Le fil conducteur n'est pas celui d'une ligne esthétique précise. City Sounds n'est pas un festival de rock garage ou psyché ou quoi que ce soit. C'est un festival de rock, qui accueille tout ce que le rock a produit comme croisements, comme sous-genres, comme choses parfois indéfinissables. Et c'est tant mieux. L'éclectisme est de mise. Allez définir ce que font les White Hills depuis quinze albums! On peut toujours simplifier, mais il faut alors accepter de réduire le groupe à ce qu'il ne cesse de questionner, avec ce avec quoi il ne cesse de rompre... Les étiquettes sont des commodités linguistiques, des sésames qui servent la communication, mais au fond, on ne s'y retrouve, et c'est tant mieux. Ces groupes s'intéressent toujours à ce qui est hors-cadre, hors champ. S'il font du rockabilly, comme Heavy Trash, il le nettoie de ce qui en fait un truc de puristes, et ça devient quoi? Du rock'n'roll, où on entend aussi bien, chez Jon Spencer, James Brown, Charlie Feathers ou les Cramps, voire une tradition de crooner, comme c'est le cas dans le dernier album du groupe, le sublime Noir. Idem chez Thurston Moore : expérimentation et pop sont toujours liées, ce n'est ni exactement l'un ni l'autre... Et pour The Men, c'est pire! On passe du punk au post-punk à la country, voire l'americana, le blues... C'est impur, et c'est exactement ce qui nous intéresse!
 
New York, c'est un nombre de possibilités de groupes important. Parle-nous de tes deuils de programmation ?

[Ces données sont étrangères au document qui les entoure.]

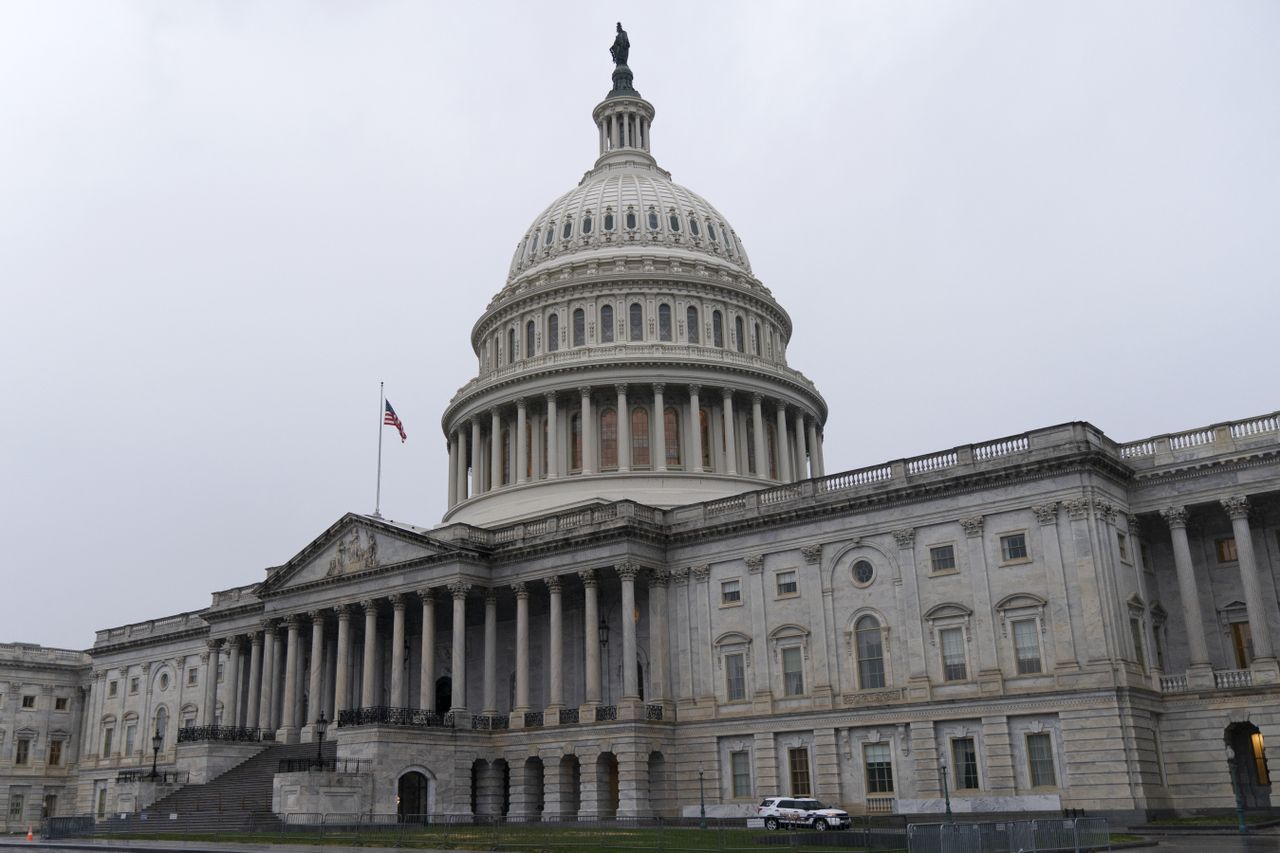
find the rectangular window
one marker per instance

Les deuils de programmateurs, ce sont des centaines d'heures à faire et défaire des listes, où on cherche une cohérence, sans exactement savoir en quoi elle doit consister, puis un panel intéressant de propositions, avec ce cadre imposé : deux jours, six groupes, c'est fou! Après, il y a les coups de foudres, qui décident en dernière instance. On ne retient que ce qu'on aime définitivement, après réécoute des milliers de fois des albums... Après tout, il ne s'agit que de ça : ce qui nous semble incontournable à un instant T. C'est la raison pour laquelle on pourrait revenir, on n'a pas la prétention d'une objectivité impossible, d'avoir cerné l'identité musicale de la ville, qui n'existe tout simplement pas. Après, on aurait vraiment adoré accueillir Cerebral Ballzy, Lydia Lunch ou James Chance, ou les shoegaze DIIV, mais il fallait choisir...
 
Futur du City Sounds ?
Ce sont des villes en pagailles qui restent à sonder! Des capitales et des sous-capitales! Après tout, pourquoi pas mettre à l'honneur un jour, dans un cadre approprié, Bordeaux ou Rostov-sur-le-Don? Voilà l'avenir, trouver un équilibre entre des villes à la personnalité forte, avec cette parure mythique comme Frisco ou New York, et des villes plus confidentielles mais pas moins passionnantes, créatives à leur manière... Il ne s'agit pas de ne célébrer que les "stars", mais aussi de faire entendre ce qui se passe dans ces villes qui sont parfois plus rock qu'on l'imagine. Le rock reste un truc d'adolescent qui déteste son environnement, déteste le monde, sa ville, s'y emmerde ferme, et s'empare d'une guitare pour extérioriser tout ça! C'est ce que racontait Ty Segall à propos d'Orange County où il a grandi avant de s'installer à San Francisco. Merci donc à toutes les Orange County lisses, anxiogènes, insipides : elles enfantent les grands rockers!